Trade statistics present an awkward problem for the cheerleaders in financial markets. They show what is really happening in China’s economy, rather than what the analysts would like to happen.
Polyethylene is the bellwether product for the economy. And latest trade data from Global Trade Information Services suggest caution over H2 prospects. As the chart shows for the January – July period:
• Overall demand in 2012 (red column) has been flat since 2010 (blue)
• China has increased its own production by 3% over the period
• Imports are thus down 1%
On the positive side, the data does show a modest 1.7% increase in overall 2012 demand versus last year. But this raises further questions, as it is well below Q2’s reported 7.6% GDP growth. Normally, PE demand grows in line with GDP.

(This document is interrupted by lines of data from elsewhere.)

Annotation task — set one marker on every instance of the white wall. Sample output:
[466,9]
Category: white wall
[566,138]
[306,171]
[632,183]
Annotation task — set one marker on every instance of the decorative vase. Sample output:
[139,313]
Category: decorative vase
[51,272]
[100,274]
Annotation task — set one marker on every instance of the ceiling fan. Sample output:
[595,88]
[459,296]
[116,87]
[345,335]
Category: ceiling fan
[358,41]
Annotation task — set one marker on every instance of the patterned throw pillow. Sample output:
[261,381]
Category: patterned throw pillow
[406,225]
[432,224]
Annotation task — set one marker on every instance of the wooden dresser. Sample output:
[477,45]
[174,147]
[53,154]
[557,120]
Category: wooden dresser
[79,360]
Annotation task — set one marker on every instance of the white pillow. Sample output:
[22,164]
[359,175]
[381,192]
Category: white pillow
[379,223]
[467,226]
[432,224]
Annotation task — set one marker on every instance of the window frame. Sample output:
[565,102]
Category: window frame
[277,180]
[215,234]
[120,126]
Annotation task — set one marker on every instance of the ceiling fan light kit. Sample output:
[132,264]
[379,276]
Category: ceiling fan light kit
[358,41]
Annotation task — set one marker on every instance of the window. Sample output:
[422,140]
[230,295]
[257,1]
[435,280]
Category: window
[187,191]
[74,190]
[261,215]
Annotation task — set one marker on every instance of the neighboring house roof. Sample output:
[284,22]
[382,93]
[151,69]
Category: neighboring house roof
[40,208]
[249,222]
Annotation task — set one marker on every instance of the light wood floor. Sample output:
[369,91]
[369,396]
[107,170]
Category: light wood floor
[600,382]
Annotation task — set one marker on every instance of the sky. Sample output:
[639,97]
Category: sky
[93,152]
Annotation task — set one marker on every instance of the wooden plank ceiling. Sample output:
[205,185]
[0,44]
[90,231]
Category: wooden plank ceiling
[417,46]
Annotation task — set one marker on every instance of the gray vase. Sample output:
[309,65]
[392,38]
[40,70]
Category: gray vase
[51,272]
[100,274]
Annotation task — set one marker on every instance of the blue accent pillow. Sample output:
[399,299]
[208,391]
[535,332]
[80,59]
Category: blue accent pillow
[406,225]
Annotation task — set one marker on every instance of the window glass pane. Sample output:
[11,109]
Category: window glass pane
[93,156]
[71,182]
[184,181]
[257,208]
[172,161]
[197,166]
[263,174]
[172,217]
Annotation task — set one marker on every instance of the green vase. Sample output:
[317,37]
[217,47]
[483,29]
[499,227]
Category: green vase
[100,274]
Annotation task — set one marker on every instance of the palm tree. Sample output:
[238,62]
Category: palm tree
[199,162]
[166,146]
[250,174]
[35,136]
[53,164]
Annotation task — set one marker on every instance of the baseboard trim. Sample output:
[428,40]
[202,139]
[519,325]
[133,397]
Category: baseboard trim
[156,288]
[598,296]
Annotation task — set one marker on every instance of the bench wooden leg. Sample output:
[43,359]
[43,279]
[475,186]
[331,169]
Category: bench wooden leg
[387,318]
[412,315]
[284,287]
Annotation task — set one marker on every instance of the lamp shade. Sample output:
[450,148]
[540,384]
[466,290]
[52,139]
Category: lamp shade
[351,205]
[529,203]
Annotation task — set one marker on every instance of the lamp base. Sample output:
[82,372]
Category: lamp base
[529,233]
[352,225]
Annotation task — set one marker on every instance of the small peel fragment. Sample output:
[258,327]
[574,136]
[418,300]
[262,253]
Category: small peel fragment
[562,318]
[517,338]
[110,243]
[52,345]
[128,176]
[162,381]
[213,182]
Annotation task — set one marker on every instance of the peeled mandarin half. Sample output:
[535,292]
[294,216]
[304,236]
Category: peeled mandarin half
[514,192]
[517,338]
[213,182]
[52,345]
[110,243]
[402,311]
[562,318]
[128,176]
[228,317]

Import patterns also continue to show contrasting trends:
• Middle East imports are up 40%
• SEA imports are up 27%
• NEA are down 32%; NAFTA down 53%; Europe down 64%
The big winners are Thailand (up 131% due to its new capacity), Iran (up 24%) and Saudi (up 23%). The main losers are the USA (down 56%); Taiwan, Germany, Benelux (all down 47%); and S Korea (down 21%).
No doubt those promoting China as the investment opportunity of a lifetime will continue to promise great things by the end of the year. But the blog will continue to keep its own money in the JUUGS for the moment.